In lieu of a substantial column on my part – I’m in one of those places where I’m stuck in the middle of three or possibly four longer pieces – here’s a quick collection of related thoughts:

David Brooks in the New York Times:

To me, the most interesting factor is the way instant communications lead to unconscious conformity. You’d think that with thousands of ideas flowing at light speed around the world, you’d get a diversity of viewpoints and expectations that would balance one another out. Instead, global communications seem to have led people in the financial subculture to adopt homogenous viewpoints. They made the same one-way bets at the same time.

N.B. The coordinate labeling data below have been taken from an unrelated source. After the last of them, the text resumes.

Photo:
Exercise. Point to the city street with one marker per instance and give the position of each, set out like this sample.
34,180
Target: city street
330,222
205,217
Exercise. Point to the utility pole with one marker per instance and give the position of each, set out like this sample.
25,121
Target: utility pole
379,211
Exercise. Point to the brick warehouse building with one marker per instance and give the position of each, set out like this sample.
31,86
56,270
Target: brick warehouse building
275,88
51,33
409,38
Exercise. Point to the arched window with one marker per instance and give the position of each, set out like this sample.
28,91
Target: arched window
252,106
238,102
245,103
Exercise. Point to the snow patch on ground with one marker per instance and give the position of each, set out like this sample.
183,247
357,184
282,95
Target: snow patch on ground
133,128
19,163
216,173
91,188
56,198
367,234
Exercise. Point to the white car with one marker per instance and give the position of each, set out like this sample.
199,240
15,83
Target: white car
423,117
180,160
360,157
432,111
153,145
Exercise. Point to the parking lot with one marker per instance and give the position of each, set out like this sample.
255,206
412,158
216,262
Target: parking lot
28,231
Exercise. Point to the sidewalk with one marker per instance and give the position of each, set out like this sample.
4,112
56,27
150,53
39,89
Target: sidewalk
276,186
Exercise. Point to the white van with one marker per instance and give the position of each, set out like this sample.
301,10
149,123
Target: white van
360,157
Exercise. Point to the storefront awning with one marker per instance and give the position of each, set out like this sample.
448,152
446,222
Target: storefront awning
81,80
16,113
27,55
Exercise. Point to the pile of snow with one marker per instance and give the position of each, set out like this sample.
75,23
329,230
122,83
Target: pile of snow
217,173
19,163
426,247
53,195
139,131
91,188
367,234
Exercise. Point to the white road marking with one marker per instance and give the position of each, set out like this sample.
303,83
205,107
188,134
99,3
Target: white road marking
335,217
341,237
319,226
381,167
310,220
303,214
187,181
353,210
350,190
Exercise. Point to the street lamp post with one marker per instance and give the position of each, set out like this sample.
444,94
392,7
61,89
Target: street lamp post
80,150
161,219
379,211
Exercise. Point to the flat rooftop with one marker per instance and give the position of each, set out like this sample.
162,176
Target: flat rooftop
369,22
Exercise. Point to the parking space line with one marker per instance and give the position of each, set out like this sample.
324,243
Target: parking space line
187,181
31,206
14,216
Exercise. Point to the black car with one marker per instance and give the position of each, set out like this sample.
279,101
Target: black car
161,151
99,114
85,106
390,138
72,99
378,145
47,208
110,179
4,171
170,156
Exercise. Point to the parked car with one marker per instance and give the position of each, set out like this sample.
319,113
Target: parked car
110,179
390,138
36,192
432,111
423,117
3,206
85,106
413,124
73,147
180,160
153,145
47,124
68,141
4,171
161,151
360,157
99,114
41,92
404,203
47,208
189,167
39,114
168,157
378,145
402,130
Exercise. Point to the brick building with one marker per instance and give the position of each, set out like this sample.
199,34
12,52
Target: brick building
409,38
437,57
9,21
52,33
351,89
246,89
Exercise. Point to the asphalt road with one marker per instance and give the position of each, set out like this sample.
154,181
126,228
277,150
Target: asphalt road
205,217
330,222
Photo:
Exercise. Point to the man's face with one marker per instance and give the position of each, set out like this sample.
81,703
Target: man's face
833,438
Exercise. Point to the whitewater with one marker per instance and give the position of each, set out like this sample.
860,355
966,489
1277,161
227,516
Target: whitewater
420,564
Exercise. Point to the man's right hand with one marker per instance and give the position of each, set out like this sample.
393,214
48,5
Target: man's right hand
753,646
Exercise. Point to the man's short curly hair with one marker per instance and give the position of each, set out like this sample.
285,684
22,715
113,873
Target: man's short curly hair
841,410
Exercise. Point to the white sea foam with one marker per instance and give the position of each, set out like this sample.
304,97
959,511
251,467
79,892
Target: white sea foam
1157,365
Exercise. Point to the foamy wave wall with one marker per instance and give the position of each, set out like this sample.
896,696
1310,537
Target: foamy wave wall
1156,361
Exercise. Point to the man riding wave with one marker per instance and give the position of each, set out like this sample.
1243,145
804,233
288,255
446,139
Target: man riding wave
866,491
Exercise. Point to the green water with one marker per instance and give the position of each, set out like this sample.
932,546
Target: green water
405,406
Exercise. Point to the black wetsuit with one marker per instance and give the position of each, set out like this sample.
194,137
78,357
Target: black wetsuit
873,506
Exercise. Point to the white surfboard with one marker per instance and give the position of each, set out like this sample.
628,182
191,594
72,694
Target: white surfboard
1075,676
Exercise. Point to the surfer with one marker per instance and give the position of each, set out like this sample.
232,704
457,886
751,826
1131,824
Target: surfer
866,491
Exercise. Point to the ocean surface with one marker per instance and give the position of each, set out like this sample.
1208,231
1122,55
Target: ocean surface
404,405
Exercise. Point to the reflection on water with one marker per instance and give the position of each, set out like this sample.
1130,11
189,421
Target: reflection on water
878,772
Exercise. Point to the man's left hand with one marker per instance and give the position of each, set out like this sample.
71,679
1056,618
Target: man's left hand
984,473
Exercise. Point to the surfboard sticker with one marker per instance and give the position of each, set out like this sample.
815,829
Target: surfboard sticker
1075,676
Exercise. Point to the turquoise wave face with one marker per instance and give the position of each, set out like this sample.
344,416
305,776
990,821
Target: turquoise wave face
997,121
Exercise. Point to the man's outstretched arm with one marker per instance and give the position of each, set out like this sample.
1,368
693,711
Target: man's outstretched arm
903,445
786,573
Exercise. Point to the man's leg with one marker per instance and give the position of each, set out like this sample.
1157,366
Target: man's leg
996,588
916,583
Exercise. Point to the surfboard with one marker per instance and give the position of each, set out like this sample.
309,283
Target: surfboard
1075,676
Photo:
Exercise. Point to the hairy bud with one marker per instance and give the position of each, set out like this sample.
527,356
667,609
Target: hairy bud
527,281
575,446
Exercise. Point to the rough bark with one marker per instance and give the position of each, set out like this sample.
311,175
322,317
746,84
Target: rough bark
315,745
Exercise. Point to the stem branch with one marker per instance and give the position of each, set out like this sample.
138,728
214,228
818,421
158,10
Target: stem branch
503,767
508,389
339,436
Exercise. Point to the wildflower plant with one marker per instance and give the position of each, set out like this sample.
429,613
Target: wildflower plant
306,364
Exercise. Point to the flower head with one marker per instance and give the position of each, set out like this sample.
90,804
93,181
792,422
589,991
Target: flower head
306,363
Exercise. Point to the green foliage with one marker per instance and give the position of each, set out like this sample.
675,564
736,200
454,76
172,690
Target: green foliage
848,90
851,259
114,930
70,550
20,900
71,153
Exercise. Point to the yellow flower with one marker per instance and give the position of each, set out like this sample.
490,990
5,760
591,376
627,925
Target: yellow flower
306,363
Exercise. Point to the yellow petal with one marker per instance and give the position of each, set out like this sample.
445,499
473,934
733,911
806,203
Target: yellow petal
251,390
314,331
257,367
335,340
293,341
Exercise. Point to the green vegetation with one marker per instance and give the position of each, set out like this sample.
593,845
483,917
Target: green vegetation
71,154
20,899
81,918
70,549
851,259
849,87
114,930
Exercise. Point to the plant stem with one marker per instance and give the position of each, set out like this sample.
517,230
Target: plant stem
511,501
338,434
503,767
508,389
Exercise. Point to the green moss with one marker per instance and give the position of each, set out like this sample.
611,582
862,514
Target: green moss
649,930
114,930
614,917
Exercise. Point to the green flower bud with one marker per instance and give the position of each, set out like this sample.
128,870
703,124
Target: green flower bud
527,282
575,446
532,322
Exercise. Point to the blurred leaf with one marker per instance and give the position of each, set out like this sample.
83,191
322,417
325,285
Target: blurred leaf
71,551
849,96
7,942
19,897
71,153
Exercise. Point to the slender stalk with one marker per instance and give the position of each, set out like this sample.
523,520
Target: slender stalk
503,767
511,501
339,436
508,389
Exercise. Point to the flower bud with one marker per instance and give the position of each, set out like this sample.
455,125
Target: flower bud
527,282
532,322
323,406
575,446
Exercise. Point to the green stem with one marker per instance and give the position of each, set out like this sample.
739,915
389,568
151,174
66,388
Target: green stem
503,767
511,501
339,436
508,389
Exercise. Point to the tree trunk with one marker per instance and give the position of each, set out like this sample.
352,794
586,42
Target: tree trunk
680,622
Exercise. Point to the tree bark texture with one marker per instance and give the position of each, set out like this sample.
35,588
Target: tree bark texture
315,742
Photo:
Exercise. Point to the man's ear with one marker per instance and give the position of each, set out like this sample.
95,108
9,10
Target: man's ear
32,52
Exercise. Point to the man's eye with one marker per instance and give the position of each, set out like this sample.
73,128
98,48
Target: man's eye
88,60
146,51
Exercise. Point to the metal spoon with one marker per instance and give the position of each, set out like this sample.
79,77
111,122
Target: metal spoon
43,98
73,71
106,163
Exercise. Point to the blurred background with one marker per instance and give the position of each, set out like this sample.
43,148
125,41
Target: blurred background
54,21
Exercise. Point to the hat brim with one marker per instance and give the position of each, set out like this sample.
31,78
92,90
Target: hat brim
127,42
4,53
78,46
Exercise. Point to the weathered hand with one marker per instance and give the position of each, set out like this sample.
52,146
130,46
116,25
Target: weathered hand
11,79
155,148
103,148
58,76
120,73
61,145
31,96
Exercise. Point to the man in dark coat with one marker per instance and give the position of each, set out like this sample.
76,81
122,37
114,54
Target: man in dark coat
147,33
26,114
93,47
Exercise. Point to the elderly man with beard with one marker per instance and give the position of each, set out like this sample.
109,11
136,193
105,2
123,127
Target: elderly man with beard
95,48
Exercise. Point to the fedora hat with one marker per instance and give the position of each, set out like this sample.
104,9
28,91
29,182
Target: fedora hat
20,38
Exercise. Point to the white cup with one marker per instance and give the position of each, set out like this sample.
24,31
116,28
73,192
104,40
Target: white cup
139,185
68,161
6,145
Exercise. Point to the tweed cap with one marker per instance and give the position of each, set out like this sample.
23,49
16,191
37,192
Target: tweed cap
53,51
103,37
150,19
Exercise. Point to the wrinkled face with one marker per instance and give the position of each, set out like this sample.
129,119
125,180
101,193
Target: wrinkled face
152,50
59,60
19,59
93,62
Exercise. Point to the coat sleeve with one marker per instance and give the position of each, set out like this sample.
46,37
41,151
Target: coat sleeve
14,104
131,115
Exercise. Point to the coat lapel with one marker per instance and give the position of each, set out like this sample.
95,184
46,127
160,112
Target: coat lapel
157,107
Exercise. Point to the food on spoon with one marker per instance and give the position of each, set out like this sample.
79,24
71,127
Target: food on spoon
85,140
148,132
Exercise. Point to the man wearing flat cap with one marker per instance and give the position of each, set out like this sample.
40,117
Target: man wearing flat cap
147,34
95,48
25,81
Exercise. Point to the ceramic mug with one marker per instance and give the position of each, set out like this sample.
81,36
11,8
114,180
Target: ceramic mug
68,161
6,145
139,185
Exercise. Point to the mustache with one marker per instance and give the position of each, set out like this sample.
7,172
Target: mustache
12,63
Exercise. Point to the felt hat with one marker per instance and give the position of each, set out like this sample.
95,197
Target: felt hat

Brooks is talking about instant communications in finance, but he’s onto something that has been evident to close observers of the internet social networking since it’s inception. The instantaneousness of the communication – the sharing – leads to conformity. It seems that instant reactions to events are more uniform that our individual reflective understandings. At the same time, the speed of the communication creates a kind of self-reinforcing wave as each individual reaction begins to affect the event itself – especially as related to markets or other systems that are open to individual input. Online instant communication then creates a kind of “conformity by sharing.” One excellent example of this is the flash mob. Flash mobs have an additional conforming pressure – the desire to be part of the in-crowd. They also seem to have a particular agenda – to shock the public with organized spontaneity. (Here’s two of my favorite flash mob events – in Grand Central, New York and Antwerp, Belgium.)

This conformity by sharing via the internet has already had more significant effects than the flash mobs. For example, the Obama campaign derived a large amount of energy from online organizing and networking – though this online component was balanced with a more traditional campaign. The Orange Revolution in Ukraine was said to be organized in large part by text messaging via a primitive social network. It’s interesting to see how this is playing out in the Twitter revolution in Moldova.  

Somewhat related to the Twitter revolution, Joshua Keating makes a wise observation regarding protests in a short piece entitled “Do protests ever work?” in Foreign Policy:

Rather than organizing around a specific political goal, ending the war, these marches tend to devolve into general lefty free-for-alls encompassing everything from Palestine to free trade the environment to capital punishment. 

I would add that, at least in democratic societies, protests that demand accountability or consistency from “the system” tend to be more effective than one that seek to overturn it.

Keating was referring to the G-20 protests in London.